Le donne ricevono pensioni di importo inferiore rispetto a quelle degli uomini. Ma è davvero così? No, secondo i dati del Casellario Centrale dei pensionati Inps, rielaborati dal Centro Studi e Ricerche Itinerari Previdenziali nel Nono Rapporto sul Bilancio del Sistema Previdenziale italiano, che riduce quindi queste diffuse convinzioni a falsi miti da sfatare. Ne parla in modo molto approfondito l’analisi di Michaela Camilleri del Centro Studi e Ricerche Itinerari Previdenziali.

Pensioni e gender gap: parlano i numeri

Secondo l’analisi di Camilleri, dai dati contenuti nel rapporto, riferiti al 2020, emerge che le donne rappresentano il 51,8% dei pensionati e percepiscono il 43,8% dell’importo lordo complessivamente pagato per le pensioni (si tratta di 172.771 milioni di euro pagati alle donne contro i 134.919 milioni di euro corrisposti agli uomini). Considerando il numero di pensionate, il reddito pensionistico annuo delle donne arriva a 16.233 euro contro i 22.351 euro degli uomini. 

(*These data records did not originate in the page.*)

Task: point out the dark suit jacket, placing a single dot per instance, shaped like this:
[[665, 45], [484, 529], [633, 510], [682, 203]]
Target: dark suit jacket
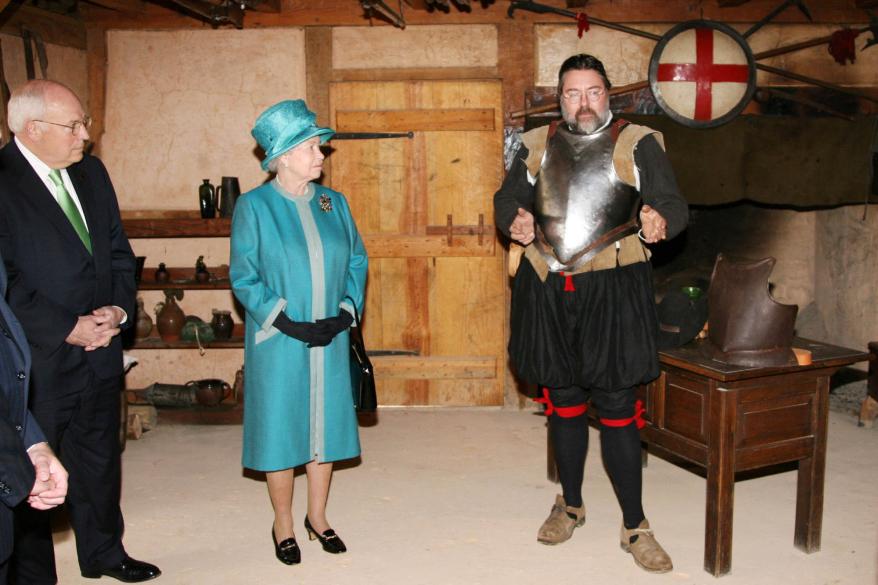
[[52, 277], [18, 429]]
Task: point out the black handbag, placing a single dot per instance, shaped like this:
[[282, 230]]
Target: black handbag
[[362, 374]]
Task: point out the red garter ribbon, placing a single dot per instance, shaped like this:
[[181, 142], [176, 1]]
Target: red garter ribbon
[[624, 422], [563, 411], [568, 282]]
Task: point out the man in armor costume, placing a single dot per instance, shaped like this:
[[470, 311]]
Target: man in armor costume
[[583, 323]]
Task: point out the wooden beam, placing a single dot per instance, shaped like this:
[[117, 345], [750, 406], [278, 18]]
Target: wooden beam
[[318, 74], [407, 120], [53, 28], [516, 63], [96, 61], [349, 13], [435, 367], [273, 6], [415, 73], [135, 7], [417, 4]]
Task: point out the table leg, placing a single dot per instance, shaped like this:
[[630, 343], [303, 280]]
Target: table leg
[[809, 497], [720, 483]]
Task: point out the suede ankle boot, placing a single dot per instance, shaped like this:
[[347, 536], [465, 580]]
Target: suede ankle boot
[[562, 520]]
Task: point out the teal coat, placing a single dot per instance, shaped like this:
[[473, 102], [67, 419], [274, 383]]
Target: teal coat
[[301, 255]]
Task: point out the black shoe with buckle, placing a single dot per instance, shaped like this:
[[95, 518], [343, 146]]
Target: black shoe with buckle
[[329, 539], [286, 551], [128, 571]]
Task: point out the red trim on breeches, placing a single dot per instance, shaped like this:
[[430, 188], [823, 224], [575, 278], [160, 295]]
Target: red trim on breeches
[[624, 422], [562, 411]]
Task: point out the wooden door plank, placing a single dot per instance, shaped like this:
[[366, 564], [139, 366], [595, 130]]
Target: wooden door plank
[[467, 119], [444, 367], [405, 246]]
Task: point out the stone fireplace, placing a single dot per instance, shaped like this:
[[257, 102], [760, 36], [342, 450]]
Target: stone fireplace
[[825, 261]]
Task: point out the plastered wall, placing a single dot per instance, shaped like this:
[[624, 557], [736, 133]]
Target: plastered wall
[[180, 107], [415, 47], [66, 65]]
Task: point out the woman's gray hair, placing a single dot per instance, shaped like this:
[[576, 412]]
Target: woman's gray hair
[[28, 103]]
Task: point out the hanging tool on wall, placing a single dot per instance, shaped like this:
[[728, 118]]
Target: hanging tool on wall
[[227, 12], [382, 9], [32, 39], [583, 20], [800, 4], [371, 135], [841, 48]]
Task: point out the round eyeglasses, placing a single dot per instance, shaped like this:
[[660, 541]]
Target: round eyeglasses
[[593, 94], [75, 127]]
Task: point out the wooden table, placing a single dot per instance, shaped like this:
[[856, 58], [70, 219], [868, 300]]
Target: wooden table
[[728, 419]]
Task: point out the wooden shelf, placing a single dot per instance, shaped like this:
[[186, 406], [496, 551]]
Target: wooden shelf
[[177, 227], [154, 341], [185, 278]]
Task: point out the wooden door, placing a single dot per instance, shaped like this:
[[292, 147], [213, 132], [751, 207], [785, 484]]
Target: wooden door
[[436, 295]]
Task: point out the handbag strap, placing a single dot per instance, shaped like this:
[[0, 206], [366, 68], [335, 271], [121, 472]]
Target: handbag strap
[[356, 313]]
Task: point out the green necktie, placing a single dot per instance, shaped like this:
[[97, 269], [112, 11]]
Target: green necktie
[[69, 208]]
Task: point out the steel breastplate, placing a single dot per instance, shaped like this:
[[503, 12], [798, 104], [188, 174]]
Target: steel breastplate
[[581, 204]]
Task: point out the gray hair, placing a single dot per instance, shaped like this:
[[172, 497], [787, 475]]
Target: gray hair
[[28, 102]]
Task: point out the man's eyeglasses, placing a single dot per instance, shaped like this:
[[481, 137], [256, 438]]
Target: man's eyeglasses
[[593, 94], [75, 127]]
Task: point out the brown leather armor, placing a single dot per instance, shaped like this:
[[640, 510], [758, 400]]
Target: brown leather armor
[[746, 326]]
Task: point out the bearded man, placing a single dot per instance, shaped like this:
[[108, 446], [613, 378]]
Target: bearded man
[[583, 323]]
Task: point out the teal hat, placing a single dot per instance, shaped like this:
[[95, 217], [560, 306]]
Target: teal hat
[[285, 125]]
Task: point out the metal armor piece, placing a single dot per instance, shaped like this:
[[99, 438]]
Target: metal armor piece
[[746, 326], [581, 204]]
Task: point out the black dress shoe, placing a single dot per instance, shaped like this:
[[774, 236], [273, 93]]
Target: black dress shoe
[[128, 570], [329, 539], [286, 551]]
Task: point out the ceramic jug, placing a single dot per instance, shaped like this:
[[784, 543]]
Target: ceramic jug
[[207, 199], [227, 193], [222, 324], [169, 317], [143, 326]]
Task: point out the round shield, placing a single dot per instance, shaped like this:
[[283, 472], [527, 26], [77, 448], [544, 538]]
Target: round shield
[[702, 73]]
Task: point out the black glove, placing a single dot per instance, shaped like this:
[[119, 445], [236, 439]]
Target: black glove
[[336, 325], [314, 334]]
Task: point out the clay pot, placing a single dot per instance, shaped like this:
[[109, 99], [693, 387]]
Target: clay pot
[[210, 392], [222, 324], [161, 273], [169, 318], [143, 325]]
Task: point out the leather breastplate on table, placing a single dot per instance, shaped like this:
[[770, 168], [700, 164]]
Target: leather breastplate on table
[[581, 204], [746, 326]]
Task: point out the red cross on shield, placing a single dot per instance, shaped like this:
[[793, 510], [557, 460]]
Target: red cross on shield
[[702, 73]]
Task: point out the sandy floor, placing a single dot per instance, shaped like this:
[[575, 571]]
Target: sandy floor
[[456, 496]]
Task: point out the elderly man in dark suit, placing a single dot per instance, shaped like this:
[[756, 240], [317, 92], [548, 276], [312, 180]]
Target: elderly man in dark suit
[[71, 285], [28, 467]]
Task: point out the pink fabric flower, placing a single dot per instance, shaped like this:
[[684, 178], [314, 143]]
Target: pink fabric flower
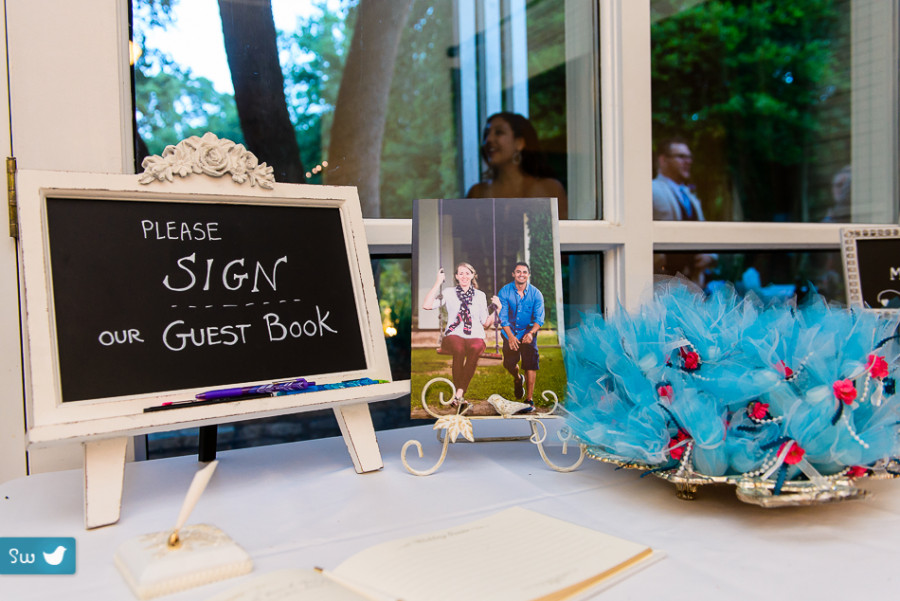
[[782, 368], [691, 360], [677, 452], [758, 410], [794, 455], [877, 366], [844, 390], [857, 471]]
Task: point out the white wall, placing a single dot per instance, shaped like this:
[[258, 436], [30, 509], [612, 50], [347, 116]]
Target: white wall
[[70, 110]]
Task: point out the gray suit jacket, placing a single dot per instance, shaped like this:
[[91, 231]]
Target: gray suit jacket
[[667, 206]]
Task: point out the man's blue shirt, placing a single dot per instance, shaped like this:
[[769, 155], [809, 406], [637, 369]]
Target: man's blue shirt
[[520, 312]]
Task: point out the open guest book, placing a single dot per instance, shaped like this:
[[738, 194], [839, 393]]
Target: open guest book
[[513, 555]]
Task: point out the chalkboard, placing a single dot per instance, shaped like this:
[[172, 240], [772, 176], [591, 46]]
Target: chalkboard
[[155, 296], [872, 267]]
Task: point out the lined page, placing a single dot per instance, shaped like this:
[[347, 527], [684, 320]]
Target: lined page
[[514, 555]]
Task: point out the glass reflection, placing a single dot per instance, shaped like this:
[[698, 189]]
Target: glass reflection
[[390, 97], [758, 92], [772, 274]]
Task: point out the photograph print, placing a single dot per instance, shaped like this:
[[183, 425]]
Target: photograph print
[[486, 306]]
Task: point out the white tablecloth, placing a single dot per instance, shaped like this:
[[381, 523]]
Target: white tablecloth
[[303, 505]]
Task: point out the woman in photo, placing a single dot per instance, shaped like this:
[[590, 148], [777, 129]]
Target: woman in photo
[[468, 316], [517, 167]]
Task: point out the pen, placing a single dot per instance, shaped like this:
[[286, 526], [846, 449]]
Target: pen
[[313, 387], [298, 384], [199, 402]]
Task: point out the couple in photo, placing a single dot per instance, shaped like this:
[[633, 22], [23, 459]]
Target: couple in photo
[[519, 308]]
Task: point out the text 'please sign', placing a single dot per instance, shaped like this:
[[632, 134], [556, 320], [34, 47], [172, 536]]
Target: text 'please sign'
[[155, 296]]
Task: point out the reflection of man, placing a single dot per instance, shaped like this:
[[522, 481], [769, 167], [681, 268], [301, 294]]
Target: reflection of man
[[521, 316], [674, 201]]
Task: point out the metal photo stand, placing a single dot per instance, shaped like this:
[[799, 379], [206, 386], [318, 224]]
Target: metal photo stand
[[450, 426]]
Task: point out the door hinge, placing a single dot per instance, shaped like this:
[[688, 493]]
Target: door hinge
[[11, 197]]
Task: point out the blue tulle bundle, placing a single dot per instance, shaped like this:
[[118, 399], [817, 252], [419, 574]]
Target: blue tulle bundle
[[737, 387]]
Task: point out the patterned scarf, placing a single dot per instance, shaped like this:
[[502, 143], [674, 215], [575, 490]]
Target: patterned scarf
[[464, 316]]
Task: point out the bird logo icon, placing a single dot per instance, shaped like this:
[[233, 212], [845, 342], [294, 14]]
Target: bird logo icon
[[55, 558]]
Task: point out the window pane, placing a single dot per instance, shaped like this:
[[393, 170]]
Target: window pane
[[582, 279], [769, 274], [762, 109], [391, 97]]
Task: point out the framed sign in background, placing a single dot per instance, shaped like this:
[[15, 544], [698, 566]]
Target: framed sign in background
[[140, 296], [871, 258]]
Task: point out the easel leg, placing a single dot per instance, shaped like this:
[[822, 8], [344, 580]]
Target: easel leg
[[104, 476], [359, 434], [207, 439]]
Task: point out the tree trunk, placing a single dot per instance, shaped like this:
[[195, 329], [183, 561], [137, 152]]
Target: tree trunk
[[354, 156], [250, 45]]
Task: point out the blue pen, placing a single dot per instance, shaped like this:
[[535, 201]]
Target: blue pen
[[292, 385], [313, 387]]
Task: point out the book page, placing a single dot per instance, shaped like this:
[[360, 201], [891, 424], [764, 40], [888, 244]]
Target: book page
[[286, 585], [514, 555]]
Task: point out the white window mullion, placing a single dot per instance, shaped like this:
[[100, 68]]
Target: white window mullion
[[626, 147]]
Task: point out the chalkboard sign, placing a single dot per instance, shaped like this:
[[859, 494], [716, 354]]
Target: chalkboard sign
[[155, 296], [137, 297], [872, 267]]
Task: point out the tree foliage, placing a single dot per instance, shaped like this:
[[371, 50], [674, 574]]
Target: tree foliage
[[171, 104], [747, 82]]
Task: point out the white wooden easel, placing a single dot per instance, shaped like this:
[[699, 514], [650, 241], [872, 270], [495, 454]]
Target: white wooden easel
[[103, 426]]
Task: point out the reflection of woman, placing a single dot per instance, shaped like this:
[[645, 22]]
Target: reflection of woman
[[516, 166], [468, 315]]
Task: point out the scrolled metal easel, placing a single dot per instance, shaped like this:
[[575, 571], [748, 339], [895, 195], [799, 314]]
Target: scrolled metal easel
[[451, 426]]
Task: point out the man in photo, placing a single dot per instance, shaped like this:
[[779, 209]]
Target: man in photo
[[521, 317]]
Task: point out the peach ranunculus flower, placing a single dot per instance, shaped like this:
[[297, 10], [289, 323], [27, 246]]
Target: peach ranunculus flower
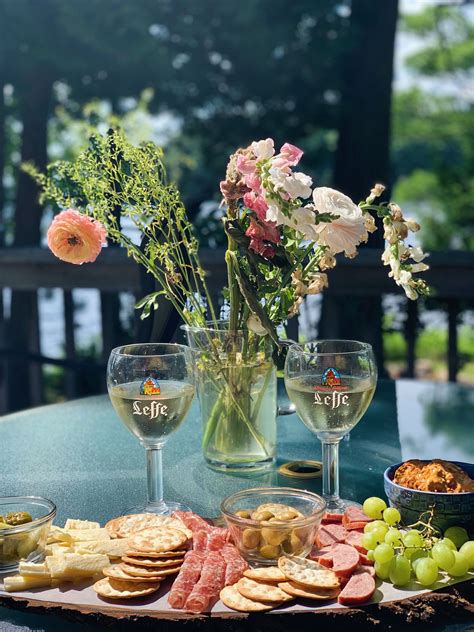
[[76, 238]]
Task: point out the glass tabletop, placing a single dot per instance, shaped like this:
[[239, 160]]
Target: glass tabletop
[[80, 455]]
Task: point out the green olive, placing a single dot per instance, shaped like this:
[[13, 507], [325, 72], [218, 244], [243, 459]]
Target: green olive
[[251, 538], [243, 513], [269, 551], [18, 517], [274, 536]]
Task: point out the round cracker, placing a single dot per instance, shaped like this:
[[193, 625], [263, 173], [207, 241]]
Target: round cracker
[[306, 592], [142, 571], [231, 597], [110, 589], [158, 539], [117, 573], [265, 574], [308, 573], [155, 563], [261, 592]]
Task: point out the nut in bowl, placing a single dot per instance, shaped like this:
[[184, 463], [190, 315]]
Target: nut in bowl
[[450, 508], [266, 523], [24, 526]]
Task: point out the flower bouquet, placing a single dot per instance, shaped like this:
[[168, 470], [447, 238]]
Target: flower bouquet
[[283, 237]]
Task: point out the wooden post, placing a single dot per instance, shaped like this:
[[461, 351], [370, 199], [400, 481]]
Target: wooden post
[[453, 358]]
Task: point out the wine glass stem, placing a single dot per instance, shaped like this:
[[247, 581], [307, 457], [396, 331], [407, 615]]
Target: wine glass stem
[[154, 465], [330, 471]]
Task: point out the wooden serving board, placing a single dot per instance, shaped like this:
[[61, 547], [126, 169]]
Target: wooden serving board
[[80, 600]]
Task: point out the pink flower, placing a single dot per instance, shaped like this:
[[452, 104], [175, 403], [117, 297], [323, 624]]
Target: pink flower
[[289, 156], [266, 231], [76, 238], [256, 203], [246, 165]]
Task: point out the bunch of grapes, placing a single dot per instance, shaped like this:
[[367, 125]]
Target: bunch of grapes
[[397, 553]]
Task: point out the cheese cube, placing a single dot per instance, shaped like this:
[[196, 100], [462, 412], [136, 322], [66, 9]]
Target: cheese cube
[[17, 583], [112, 548], [74, 565], [87, 535], [71, 523]]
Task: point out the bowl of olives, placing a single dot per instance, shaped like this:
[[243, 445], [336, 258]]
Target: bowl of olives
[[267, 523], [24, 526]]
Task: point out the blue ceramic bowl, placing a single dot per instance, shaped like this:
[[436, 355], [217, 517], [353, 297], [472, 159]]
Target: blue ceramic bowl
[[449, 509]]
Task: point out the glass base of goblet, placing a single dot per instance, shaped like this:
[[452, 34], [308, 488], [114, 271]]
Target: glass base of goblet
[[166, 508], [339, 505]]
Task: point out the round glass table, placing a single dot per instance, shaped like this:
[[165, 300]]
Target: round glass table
[[80, 455]]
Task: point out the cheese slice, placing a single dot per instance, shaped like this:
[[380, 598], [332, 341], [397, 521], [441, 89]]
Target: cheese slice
[[71, 523], [112, 548], [17, 583], [28, 569], [87, 535], [74, 565]]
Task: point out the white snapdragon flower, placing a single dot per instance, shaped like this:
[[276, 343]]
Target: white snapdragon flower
[[263, 149], [346, 231]]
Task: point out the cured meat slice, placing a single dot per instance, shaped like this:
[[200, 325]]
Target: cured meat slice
[[354, 514], [328, 534], [235, 564], [217, 538], [200, 540], [192, 520], [354, 538], [211, 582], [329, 518], [359, 588], [186, 579]]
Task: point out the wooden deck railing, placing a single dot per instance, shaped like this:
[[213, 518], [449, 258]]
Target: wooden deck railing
[[450, 275]]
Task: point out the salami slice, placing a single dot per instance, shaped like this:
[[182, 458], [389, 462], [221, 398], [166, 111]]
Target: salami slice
[[235, 564], [186, 579], [328, 534], [211, 582], [359, 588], [192, 521], [354, 538], [330, 518]]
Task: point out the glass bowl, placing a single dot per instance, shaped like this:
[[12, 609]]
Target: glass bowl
[[262, 542], [25, 541]]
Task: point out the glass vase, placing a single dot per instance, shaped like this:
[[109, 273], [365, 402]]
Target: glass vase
[[236, 385]]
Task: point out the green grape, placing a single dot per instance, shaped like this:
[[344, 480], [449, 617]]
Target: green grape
[[375, 524], [383, 553], [413, 538], [443, 556], [460, 566], [449, 543], [382, 570], [391, 516], [369, 541], [400, 570], [426, 571], [467, 552], [458, 535], [393, 537], [373, 507], [416, 556]]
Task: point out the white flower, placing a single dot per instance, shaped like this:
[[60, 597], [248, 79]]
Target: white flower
[[295, 184], [318, 283], [263, 149], [255, 324], [345, 232]]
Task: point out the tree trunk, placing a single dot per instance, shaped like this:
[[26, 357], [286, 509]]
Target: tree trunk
[[363, 151], [25, 379]]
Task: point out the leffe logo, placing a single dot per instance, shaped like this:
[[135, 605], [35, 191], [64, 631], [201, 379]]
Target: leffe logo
[[331, 391]]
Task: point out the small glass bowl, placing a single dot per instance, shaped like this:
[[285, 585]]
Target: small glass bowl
[[263, 542], [25, 541]]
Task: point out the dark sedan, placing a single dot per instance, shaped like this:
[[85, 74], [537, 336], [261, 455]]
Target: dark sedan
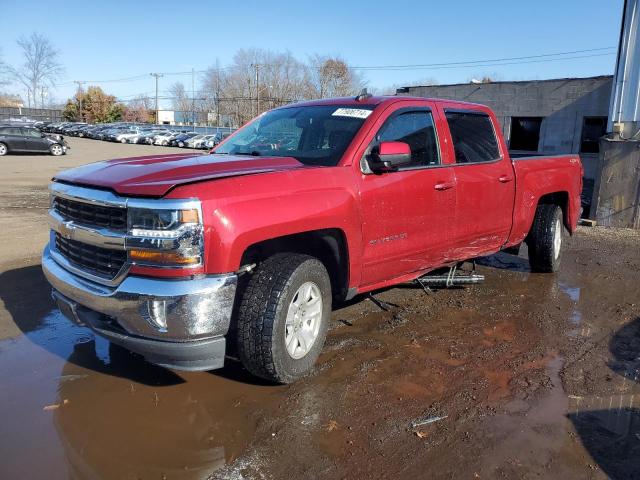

Veniamo ai motivi che si celano dietro questo divario. Le donne registrano un maggior numero di pensioni pro-capite, in media 1,51 prestazioni a testa, a fronte dell’1,32 degli uomini. Rappresentano il 58,6% dei titolari di due pensioni, il 68,6% dei titolari di tre pensioni e il 70,5% dei percettori di quattro e più trattamenti; inoltre, prevalgono tra i percettori di pensioni ai superstiti (87% del totale), nelle prestazioni prodotte da “contribuzione volontaria”, che normalmente sono di modesto importo a causa di livelli contributivi molto bassi, e nelle pensioni integrate al minimo (85,7% del totale). Per tutti questi motivi, la maggior parte delle pensionate beneficia dell’importo aggiuntivo, delle maggiorazioni sociali e della quattordicesima mensilità. Inoltre, occorre considerare che le pensioni di reversibilità (superstiti) dei pensionati di vecchiaia dei lavoratori autonomi o dipendenti con prestazioni integrate al minimo andranno a percepire al massimo il 60% della pensione diretta e quindi prestazioni molto basse.

Secondo Camilleri, affermare, dunque, in modo non analitico ma con elementare operazione di divisione, che le donne ricevono una prestazione di gran lunga minore rispetto agli uomini è sì corretto dal punto di vista formale ma non da quello sostanziale.

Anche in questo caso sarebbe utile una comparazione tra prestazioni di identica tipologia. Va poi considerato che questa situazione riflette l’andamento del mercato del lavoro italiano: nel nostro Paese sia i tassi di occupazione femminile (49% contro il 67,2% degli uomini nel 2020) – soprattutto al Sud (32,5% contro 56,3%) – sia i livelli di carriera, i livelli retributivi a parità di mansioni e le carriere più discontinue hanno visto e continuano a vedere purtroppo le donne sfavorite.

Occorre quindi migliorare oggi la condizione lavorativa femminile, anche tramite servizi all’infanzia che riducano la discontinuità del lavoro, per superare in futuro questo gap previdenziale tra i generi.